557 reviews46 followers
September 13, 2012
Wang Anyi writes of that period between the Cultural Revolution and Tianamen Square. This is a dense Shanghai, where people make money standing in food lines for others, where college graduates labor in workshops, where families fight over who takes which room. In the final novella, a family with the stain of past wealth loses control over the ground floor, and never really recuperates it despite being legally entitled to after the fall of the Gang of Four.

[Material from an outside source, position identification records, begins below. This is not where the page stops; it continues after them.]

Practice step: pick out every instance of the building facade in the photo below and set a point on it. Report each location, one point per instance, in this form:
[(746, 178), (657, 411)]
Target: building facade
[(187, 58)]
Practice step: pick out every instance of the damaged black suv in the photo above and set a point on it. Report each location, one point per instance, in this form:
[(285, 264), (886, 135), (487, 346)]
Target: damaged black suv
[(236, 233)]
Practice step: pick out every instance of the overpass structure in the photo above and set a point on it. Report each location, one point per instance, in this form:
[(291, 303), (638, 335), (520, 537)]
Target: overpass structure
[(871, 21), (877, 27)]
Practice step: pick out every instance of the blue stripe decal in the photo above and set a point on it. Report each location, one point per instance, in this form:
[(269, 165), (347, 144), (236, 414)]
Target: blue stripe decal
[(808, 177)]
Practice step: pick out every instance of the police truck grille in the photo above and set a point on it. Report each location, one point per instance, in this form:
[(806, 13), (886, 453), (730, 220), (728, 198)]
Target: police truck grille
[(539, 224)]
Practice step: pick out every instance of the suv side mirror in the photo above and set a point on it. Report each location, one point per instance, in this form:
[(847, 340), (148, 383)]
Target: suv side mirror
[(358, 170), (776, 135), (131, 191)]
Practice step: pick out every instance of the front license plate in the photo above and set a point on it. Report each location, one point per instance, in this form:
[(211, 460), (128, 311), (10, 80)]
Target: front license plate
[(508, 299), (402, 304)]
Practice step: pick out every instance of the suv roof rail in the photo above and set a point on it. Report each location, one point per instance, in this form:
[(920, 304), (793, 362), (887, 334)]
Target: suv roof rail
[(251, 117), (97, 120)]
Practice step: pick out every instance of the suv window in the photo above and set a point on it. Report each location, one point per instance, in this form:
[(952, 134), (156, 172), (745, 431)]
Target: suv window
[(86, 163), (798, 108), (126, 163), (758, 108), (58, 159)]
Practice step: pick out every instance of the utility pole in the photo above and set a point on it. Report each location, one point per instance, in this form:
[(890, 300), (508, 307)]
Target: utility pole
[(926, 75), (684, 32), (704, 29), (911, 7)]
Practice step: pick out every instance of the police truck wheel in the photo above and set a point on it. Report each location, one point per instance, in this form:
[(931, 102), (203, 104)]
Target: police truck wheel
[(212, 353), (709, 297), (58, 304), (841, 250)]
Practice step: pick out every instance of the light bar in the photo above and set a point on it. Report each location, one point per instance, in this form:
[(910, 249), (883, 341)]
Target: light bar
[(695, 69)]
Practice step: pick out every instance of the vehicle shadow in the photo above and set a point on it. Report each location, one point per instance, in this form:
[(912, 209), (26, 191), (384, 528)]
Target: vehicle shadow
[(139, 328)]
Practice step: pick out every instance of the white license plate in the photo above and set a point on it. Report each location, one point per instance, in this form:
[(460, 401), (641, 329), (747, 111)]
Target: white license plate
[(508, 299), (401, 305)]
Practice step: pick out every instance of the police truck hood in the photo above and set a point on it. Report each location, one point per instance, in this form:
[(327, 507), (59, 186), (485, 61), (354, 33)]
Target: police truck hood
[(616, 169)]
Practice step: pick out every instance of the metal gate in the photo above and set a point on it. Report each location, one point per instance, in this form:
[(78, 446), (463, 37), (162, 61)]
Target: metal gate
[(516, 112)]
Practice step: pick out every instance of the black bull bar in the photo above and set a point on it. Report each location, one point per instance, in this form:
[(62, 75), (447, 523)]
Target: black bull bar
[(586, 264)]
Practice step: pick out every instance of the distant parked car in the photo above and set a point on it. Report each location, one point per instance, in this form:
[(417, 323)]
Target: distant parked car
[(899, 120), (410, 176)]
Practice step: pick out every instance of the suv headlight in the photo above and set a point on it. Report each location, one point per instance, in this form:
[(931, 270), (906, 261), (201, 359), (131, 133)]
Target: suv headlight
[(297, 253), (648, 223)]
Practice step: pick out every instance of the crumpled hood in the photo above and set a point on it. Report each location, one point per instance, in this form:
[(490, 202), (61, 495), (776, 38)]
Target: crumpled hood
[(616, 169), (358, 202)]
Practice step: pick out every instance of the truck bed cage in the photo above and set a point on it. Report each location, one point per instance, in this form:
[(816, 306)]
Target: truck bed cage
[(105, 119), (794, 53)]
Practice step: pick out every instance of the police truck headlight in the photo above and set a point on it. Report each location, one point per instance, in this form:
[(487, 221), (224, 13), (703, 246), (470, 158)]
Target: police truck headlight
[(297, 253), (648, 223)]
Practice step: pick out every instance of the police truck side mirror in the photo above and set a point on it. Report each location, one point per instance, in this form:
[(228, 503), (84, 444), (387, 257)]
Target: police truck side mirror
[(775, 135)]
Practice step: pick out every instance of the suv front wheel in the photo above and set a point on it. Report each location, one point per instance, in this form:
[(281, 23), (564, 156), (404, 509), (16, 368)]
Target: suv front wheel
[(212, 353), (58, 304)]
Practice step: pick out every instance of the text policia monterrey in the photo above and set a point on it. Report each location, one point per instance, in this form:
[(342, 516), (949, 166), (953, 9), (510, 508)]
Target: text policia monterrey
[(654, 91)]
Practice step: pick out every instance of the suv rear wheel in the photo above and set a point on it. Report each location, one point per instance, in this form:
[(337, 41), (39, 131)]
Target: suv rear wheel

This is raw storytelling, that doesn't worry about strict point of view, or showing versus telling. Significant years pass in the title novella with little comment. And it flirts with sentimentality, as the families in these stories find resolution to their problems in most of the stories. But Wang Anyi is unblinking enough to note that restoration of some pre-Revolutionary wealth does not by itself bring happiness.
Profile Image for David.
217 reviews
April 16, 2020

I remain a big fan of Wang Anyi, but my big problem with this collection of 11 stories, some short, some not so short is that they were uneven, which may be that they all have different translators and that makes a big difference. The collection is published by the Foreign Language Press of Beijing. The title story is wonderful and the translation by Howard Goldblatt is excellent. I found the protagonist a fascinated and very real person. Her life as the daughter-in-law in a wealthy family reveals a small part of Chinese history from just before the Cultural Revolution the the years following it. It followed the blossoming of her true strength and understanding of the world around her I also enjoyed Life in a Small Courtyard translated by Hu Zhihui. I sort of liked the final story Miaomiao, but was troubled by the translation which did not reflect the usual poetic writing of Wang Anyi.
4 reviews
June 29, 2020
I liked this book. It's a novella, not quite a novel. It's about the Cultural Revolution in China, but not its excesses and extreme violence, but more the everyday experience of a "normal" family in Shanghai. It's a quiet book, and very sensual. I think it gives a very accurate account of the period and of how the vast majority of city dwellers might have encountered it.
471 reviews2 followers
September 16, 2024
Snapshots of life around the time of the cultural revolution. Rarely exciting, but sometimes moving. The translations are somewhat uneven and wooden at times.
24 reviews11 followers
October 19, 2011
You can really get a glimpse of life in China. Style is superb.